Building OpenStack Database (Trove): Native Replication, Part 2

In the first part of this series discussing native replication in OpenStack Database (Trove), we talked about the different types of replication and how they work. To review, they are:

  • Single-Master Replication (SMR)
  • Multi-Master Replication (MMR)
  • Multi-Master per Slave Replication (MMSR)

Now we’re going to look at the community use-cases that replication solves, and at the ways in which we can implement these replication methods. (In a future series we’ll talk about actually using replication in an OpenStack environment.)

Community use cases

The only reason to even think about replication is because there’s a need for it in the community.  This need generally falls under one of several use cases:

Read Replicas

The uses for Read Replicas include providing live backups and providing scale-out capabilities.  The Read Replicas use case has the following properties:
  1. The master can exist before the slave if the master already contains data.
  2. A system can have N slaves for one master.
  3. By default, slaves are marked as read-only.
  4. A slave can be detached from “replication set” to act as an independent site.
  5. A pre-existing non-replication site can become the master of a new replication set.

MultiZone Disaster Recovery

MultiZone Disaster Recovery makes it possible to spread data out over multiple zones to ensure data availability in the face of technical issues. It’s marked by these properties:
  1. A master in one zone is mirrored by a slave in a different zone.
  2. Some mechanism should exist where a cloud administrator can set up “zone configuration” so that the user can simply select “MultiZone DR” and Trove will know where to put both the master and the slave.
  3. The administrator should be able to restore the master from a slave, either directly or by making a backup stored in Swift.
  4. The administrator should be able to “flip the switch” on a running MySql instance to change which server is getting updates.

Single Zone Failover

Single Zone Failover is more of an “instant” type of recovery, more about keeping the system running than providing backup. It has these properties:

  1. Single Zone Failover implements master-master replication between 2 instances in the same zone
  2. It can be set up on a pre-existing instance.
  3. The administrator should be able to switch the “active master”, i.e., the site to which data is being written, in which case the other site would be marked read-only.
So that’s the “why”. Now let’s talk about the “how”.

Trove Replication Under the Hood

Before doing a deep dive into community use cases let’s ask ourselves a couple of questions:
  1. At the Trove level, how do instances know who they are?
  2. From the Trove user perspective, how do we know which roles are assigned to instances?

The answers to both of these questions lie in the metadata.

Metadata and the Replication Contract

From the Trove perspective, metadata is nothing more than an additional key-value model that’s being associated with the base instance model.
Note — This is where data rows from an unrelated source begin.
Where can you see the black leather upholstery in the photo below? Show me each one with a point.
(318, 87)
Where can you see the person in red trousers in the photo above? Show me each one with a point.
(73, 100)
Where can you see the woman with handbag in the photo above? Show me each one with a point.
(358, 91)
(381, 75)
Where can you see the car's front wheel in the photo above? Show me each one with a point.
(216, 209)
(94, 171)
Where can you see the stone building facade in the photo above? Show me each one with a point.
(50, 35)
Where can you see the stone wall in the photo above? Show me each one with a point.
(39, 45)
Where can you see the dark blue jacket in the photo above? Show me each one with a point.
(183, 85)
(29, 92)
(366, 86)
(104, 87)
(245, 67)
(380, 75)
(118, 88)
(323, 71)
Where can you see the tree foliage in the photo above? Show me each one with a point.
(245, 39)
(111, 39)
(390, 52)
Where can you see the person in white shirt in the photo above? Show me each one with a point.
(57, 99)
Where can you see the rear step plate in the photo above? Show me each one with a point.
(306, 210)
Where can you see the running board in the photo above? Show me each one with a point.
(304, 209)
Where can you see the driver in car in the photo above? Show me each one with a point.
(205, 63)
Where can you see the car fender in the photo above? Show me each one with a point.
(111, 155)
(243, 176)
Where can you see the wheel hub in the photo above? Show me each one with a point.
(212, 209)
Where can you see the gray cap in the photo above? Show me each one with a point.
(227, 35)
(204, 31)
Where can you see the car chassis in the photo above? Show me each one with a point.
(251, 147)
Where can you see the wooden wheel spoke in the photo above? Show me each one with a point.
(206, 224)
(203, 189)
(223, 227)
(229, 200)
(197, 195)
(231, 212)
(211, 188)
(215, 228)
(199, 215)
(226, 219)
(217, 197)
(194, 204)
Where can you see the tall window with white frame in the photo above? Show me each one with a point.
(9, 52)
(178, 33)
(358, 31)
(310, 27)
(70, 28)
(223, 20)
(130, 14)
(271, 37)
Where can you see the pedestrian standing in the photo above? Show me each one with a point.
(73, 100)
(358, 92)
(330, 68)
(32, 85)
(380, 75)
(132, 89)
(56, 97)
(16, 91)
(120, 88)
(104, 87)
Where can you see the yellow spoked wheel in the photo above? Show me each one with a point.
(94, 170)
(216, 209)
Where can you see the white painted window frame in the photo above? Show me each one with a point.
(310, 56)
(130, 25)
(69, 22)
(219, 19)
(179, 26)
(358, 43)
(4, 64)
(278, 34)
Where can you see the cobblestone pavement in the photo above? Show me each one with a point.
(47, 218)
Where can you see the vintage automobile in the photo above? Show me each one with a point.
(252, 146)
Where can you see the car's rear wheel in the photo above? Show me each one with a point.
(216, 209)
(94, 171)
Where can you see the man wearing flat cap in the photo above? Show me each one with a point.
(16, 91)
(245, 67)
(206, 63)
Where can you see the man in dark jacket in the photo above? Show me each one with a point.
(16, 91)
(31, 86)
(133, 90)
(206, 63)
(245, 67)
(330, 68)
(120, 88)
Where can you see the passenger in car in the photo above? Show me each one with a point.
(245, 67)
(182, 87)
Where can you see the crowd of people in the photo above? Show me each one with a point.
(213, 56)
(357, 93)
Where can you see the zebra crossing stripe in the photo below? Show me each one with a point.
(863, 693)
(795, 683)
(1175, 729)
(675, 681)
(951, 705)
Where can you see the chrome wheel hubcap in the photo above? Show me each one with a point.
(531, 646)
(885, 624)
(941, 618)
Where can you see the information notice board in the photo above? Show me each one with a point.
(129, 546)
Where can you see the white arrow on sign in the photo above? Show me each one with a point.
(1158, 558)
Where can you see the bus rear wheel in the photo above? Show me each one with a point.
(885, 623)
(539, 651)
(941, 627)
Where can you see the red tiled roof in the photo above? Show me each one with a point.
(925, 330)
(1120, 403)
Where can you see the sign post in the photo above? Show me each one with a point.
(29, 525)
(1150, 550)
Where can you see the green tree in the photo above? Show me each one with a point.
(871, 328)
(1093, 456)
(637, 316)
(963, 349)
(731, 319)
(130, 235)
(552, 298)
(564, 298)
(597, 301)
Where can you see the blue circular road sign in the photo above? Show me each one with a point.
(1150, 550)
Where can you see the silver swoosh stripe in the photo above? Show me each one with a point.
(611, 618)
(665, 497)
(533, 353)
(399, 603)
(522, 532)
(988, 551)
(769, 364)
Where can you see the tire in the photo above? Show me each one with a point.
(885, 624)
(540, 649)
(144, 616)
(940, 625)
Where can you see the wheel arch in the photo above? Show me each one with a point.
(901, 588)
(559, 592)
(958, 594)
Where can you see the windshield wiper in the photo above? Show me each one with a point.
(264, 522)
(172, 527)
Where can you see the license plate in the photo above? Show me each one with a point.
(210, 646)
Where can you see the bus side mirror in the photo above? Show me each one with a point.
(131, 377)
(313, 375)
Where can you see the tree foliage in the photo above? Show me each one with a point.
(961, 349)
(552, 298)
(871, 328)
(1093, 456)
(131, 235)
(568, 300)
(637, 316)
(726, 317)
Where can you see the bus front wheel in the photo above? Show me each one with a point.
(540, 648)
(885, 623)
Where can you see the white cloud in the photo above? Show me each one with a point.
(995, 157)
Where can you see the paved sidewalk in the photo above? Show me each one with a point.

The goal was to propose a way to store critical information for instances, and have that information associated with the instance so that it is displayed whenever that instance is listed via the Trove API.

In implementing metadata, the Trove team had several goals:   
  1. Give Trove users the ability to store key/value pairs that have significance to them but are not essential to trove’s functionality.
  2. Create a user-accessible REST API to manage instance metadata.
  3. Mimic the design/interface used by Nova for metadata.
  4. Implement the model so that it acts like a dictionary so that hooking metadata into the instance would be easy.

The purpose of this metadata is to enable Trove to describe the replication contract. For example, let’s take a look at the metadata for a master-slave replication scenario.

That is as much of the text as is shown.